Giter VIP home page Giter VIP logo

kaggle_titanic_ml_for_disaster's Introduction

Kaggle: Titanic ML for Disaster

The goal of this project is to predict who would survive onboard the famous Titanic disaster. This project is a popular Kaggle competition called 'Titanic: Machine Learning from Disaster'. https://www.kaggle.com/c/titanic

I used this project to practice my data handling skills in Python, aswell as gaining experience using the Scikit-learn library for a binary classification problem.

Table of Contents

Introduction to the Challenge

The aim of this project is to use machine learning techniques to predict whether a person would have survived or not survived the titanic disaster. 1502 out of 2224 passengers and crew onboard the Titanic died. A training dataset is provided including whether each person survived. A Test dataset is also provided but without any indication of survival. The final score is determined by what percentage are correctly predicted to have survived.

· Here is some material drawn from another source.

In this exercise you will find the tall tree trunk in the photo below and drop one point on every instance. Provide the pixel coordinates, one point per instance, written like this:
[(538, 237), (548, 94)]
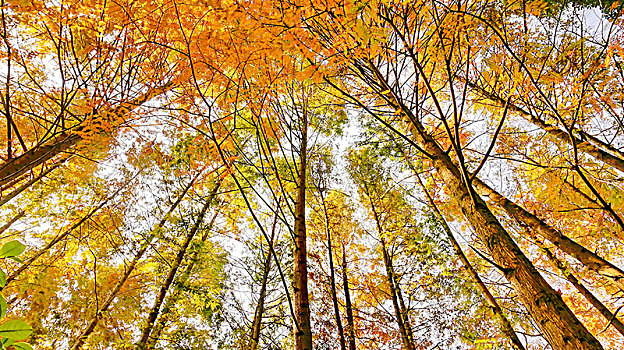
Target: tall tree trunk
[(256, 326), (567, 274), (567, 245), (28, 262), (7, 197), (175, 296), (506, 326), (12, 221), (399, 306), (399, 313), (41, 153), (332, 276), (348, 305), (589, 144), (129, 269), (556, 321), (303, 330), (160, 298)]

NOTE: A Survived value of 1 means the person survived and a 0 means they didn't survive.

Data

Two datasets are provided:

  • Training dataset: 891 passengers information provided
  • Test dataset: 418 passengers information provided

Details - https://www.kaggle.com/c/titanic/data

My Approach

I split the project into two phases:

  • Data Preparation

    • Feature Engineering
    • Data Cleaning and Formatting
  • Training and Evaluation

    • Searching for optimal training parameters for chosen method
    • Evaluation by 5 or 10 fold cross validation
    • Assess learning curves of optimal learning parameters

Data Prep

I prepped the data in two different ways.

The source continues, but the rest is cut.